In and around Boulder, houses that have been staged – usually vacant houses that are filled with trendy furniture pieces – sell 46 percent faster than those that haven’t, Short said, citing Boulder real estate sales statistics. Staged condos sell 62 percent faster.

At Drummond’s house, Short identified pictures, extra dishes, towels and even clothes that had to go. Books stayed on the bookshelves, as did specially painted pottery.

“We were very prepared when the buyer came along,” Drogsvold said.

A growing number of real estate agents are using similar techniques, said Mallory Anderson, executive director of the National Association of Home Inspectors. About 85 percent of all houses sold are given the once-over by inspectors.

Once the sellers agree to a home inspection, they can attach receipts to the finished report to show what was done to correct problems, said Jerry Chesser, a home inspector for Win Home Inspection in Denver.

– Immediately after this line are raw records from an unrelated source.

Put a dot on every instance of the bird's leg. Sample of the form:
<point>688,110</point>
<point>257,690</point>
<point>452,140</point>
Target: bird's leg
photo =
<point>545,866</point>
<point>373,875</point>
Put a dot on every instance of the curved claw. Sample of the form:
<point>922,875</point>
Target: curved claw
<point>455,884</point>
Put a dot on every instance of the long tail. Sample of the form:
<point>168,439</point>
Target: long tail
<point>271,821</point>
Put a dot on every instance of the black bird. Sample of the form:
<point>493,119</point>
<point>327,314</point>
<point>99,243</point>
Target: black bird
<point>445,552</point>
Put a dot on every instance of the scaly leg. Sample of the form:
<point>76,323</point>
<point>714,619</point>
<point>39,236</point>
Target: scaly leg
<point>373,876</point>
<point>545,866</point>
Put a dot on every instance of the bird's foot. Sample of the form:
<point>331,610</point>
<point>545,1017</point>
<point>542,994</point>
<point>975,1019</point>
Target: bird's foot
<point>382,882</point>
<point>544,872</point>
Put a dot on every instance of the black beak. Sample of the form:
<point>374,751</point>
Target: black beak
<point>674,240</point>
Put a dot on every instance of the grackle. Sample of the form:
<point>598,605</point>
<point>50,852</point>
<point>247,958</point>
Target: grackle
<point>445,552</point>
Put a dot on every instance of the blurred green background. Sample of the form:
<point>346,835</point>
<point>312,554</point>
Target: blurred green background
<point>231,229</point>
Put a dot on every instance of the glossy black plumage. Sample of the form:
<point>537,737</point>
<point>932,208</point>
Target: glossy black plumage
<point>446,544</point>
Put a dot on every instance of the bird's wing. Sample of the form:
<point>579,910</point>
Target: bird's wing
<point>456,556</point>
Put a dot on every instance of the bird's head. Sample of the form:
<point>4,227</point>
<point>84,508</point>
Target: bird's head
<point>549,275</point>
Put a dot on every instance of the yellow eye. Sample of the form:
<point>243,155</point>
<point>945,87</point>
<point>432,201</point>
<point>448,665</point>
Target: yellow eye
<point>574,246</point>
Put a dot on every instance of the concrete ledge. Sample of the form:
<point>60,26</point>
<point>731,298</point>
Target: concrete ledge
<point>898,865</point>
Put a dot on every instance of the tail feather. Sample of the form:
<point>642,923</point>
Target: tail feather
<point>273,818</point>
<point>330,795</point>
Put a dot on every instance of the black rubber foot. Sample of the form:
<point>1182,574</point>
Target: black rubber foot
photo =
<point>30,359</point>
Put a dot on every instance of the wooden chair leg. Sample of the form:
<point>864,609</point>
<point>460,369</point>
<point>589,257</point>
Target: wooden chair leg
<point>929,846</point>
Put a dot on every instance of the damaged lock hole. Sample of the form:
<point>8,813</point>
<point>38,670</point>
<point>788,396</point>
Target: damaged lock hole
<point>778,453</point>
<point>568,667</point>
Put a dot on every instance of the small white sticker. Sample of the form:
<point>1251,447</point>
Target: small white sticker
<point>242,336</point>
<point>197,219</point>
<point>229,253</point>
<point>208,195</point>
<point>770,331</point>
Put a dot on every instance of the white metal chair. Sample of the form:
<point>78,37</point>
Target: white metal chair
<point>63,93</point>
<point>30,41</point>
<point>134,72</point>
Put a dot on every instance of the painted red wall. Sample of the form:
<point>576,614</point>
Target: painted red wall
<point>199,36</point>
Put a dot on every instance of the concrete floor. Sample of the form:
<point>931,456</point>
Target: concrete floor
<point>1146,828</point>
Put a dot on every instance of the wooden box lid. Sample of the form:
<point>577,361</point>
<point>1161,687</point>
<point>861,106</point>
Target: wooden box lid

“People are trying to sweeten up their deals,” said Peter Robberson, a home inspector/owner of Welcome Home Inspections in Colorado Springs. “(But) it appears that sellers would rather wait for buyers to ask for one rather than use a list to repair various and sundry things the buyer might not even care about.”

When a seller is willing to do a pre-listing home inspection, it increases the real estate agent’s comfort level as well, said David Fish, an agent at Re/Max in Boulder, who pays for the $300 inspections out of his own pocket.

“It’s dramatically reducing the chances of the contract blowing up,” Fish said. “Anything I can do to help my properties sell faster and for more money, that’s definitely something that adds value to me.”

For Golden homeowner Linda White, that meant making a punchlist of items that needed to be fixed and treating the repairs as a full-time job for two weeks. It even included painting scratches on windows and doors, she said.

“We rented a storage unit and put things in there to make the house seem less cluttered,” said White, 52. “I bent over backwards to make the house really nice.” The house sold for more than $600,000 last month.

With the average number of home sales down 20 percent this year, every little bit helps, said Anderson, the national trade group leader. “People are looking for new and innovative ways to make their properties stand out.”


This story has been corrected in this online archive. Originally, because of a reporting error, it misidentified Mallory Anderson, who is executive director of the National Association of Home Inspectors, Inc.